Brainstorming und herantasten

Experimentieren – ob im Brainstorming oder mithilfe physischer Prototypen – ist ein weiterer wichtiger Teil im spekulativen Gestaltungsprozess. «Hier spielen die FabLabs eine zentrale Rolle», sagt Fink. «Diese Werkstätten ermöglichen freien Zugang zu den neusten Technologien wie 3-D-Druckern, Laserschneidegeräten oder Arduino-Programmierkits. Ausserdem kommen dort zahlreiche Menschen zusammen, die ihre besonderen Fähigkeiten einbringen, um bei der Konkretisierung eines Projekts mitzuhelfen.»
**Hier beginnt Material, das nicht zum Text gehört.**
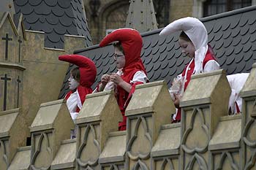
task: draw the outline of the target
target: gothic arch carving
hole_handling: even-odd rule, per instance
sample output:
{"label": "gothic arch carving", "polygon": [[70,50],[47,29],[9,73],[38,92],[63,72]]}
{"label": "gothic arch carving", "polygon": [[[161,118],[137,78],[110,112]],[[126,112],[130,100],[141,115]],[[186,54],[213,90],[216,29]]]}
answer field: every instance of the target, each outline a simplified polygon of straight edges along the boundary
{"label": "gothic arch carving", "polygon": [[217,166],[216,170],[222,170],[223,163],[224,163],[224,162],[225,162],[225,159],[227,158],[229,162],[230,163],[230,166],[232,167],[232,169],[238,170],[239,169],[236,165],[231,154],[230,152],[222,152],[222,155],[220,157],[220,161],[219,161],[219,166]]}
{"label": "gothic arch carving", "polygon": [[249,161],[246,162],[244,170],[250,170],[255,165],[256,162],[256,150],[254,150],[254,151],[252,153],[251,158],[249,159]]}
{"label": "gothic arch carving", "polygon": [[251,157],[249,158],[249,160],[246,163],[245,168],[244,168],[245,170],[251,169],[251,168],[254,166],[256,163],[256,141],[251,141],[247,137],[249,133],[253,133],[253,131],[252,132],[249,130],[252,128],[252,125],[254,123],[256,123],[255,118],[256,118],[256,100],[253,104],[253,107],[251,113],[251,117],[249,117],[249,120],[246,123],[243,132],[243,140],[245,144],[251,147],[252,149],[254,148],[254,150],[252,152]]}
{"label": "gothic arch carving", "polygon": [[137,122],[136,122],[136,125],[134,130],[134,134],[133,136],[129,139],[128,142],[128,145],[127,145],[127,155],[129,158],[132,160],[138,160],[138,159],[147,159],[150,156],[150,152],[151,150],[148,150],[148,152],[146,153],[138,153],[137,155],[132,153],[132,147],[133,145],[135,139],[138,138],[138,131],[139,126],[142,123],[143,125],[143,129],[144,130],[144,136],[147,139],[147,141],[149,142],[150,147],[152,148],[152,139],[150,133],[148,132],[148,124],[146,121],[146,119],[144,117],[140,117],[138,118]]}
{"label": "gothic arch carving", "polygon": [[[93,143],[98,152],[97,152],[97,155],[92,158],[94,158],[94,161],[89,160],[88,161],[84,162],[83,160],[81,160],[80,157],[81,157],[82,151],[86,146],[88,139],[89,139],[88,137],[90,131],[91,132],[91,134],[93,136]],[[99,142],[97,139],[96,131],[95,131],[94,127],[92,125],[88,125],[86,126],[83,141],[83,143],[80,145],[78,148],[78,151],[77,154],[77,162],[79,164],[79,166],[82,167],[87,166],[87,169],[89,169],[90,168],[90,166],[95,166],[97,164],[99,153],[100,153]]]}
{"label": "gothic arch carving", "polygon": [[243,139],[244,143],[247,146],[251,147],[256,147],[256,141],[255,142],[251,141],[249,139],[247,138],[247,134],[248,134],[249,130],[250,129],[250,128],[252,127],[252,125],[254,123],[256,123],[255,118],[251,117],[250,120],[246,124],[244,130],[244,133],[243,133]]}
{"label": "gothic arch carving", "polygon": [[5,147],[5,144],[4,144],[4,142],[3,142],[2,140],[0,140],[0,149],[1,147],[2,148],[2,150],[3,150],[3,159],[5,162],[5,164],[7,165],[7,166],[8,167],[9,166],[9,163],[8,163],[8,157],[7,157],[7,150],[6,150],[6,147]]}
{"label": "gothic arch carving", "polygon": [[189,163],[186,166],[185,169],[193,169],[195,163],[197,162],[199,165],[200,170],[208,169],[207,163],[204,158],[195,153],[189,160]]}
{"label": "gothic arch carving", "polygon": [[[46,141],[46,146],[47,146],[46,151],[48,152],[50,158],[51,158],[51,156],[52,156],[52,150],[50,147],[49,139],[48,139],[48,137],[47,136],[47,134],[42,133],[40,136],[39,136],[39,142],[38,142],[37,150],[35,150],[34,153],[33,154],[32,159],[31,159],[31,169],[33,170],[48,170],[48,169],[50,169],[50,164],[47,166],[39,167],[39,168],[37,168],[34,166],[34,163],[36,161],[36,159],[37,159],[37,156],[39,155],[39,154],[40,153],[40,152],[42,151],[41,147],[42,146],[42,141],[43,141],[44,139]],[[50,160],[52,160],[52,159],[50,159]]]}
{"label": "gothic arch carving", "polygon": [[143,163],[140,160],[139,160],[133,166],[132,170],[148,170],[147,166]]}
{"label": "gothic arch carving", "polygon": [[113,164],[111,165],[110,170],[118,170],[118,167],[116,165]]}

Oft verwischt spekulatives Design die Grenzen zwischen Kunst und Design. «Wir haben zwei Designer an eine Konferenz über Digitalisierung eingeladen, um verschiedene Roboterwerkzeuge vorzustellen, die dazu dienen, mit wilden Tieren zu kommunizieren», erzählt Karin Fink. «Zum Beispiel könnten Wale so vor einem nahenden Walfangschiff gewarnt werden.» Die zwei jungen Designer haben sich als Gründer eines Start-ups vorgestellt, und am Ende der Präsentation fragten sich viele im Publikum, ob es sich um ein ernst zu nehmendes Projekt handle oder nicht vielmehr um eine Performance – eine gewollte Unschärfe. «Dieses Vorgehen hat danach eine sehr anregende Diskussion zu den ethischen Aspekten ermöglicht, die im Umgang mit den neuen Technologien auftauchen.»

Fazit

Mit spekulativem Design lassen sich wichtige gesellschaftliche Herausforderungen mithilfe von experimentellen Prozessen thematisieren. Solche Projekte helfen dabei, Dinge, Prozesse oder Probleme anders zu denken. So kann spekulatives Design zuvor undenkbare Möglichkeiten greifbar machen, öffentliche Debatten anstossen und zur Lösung neuer Probleme beitragen.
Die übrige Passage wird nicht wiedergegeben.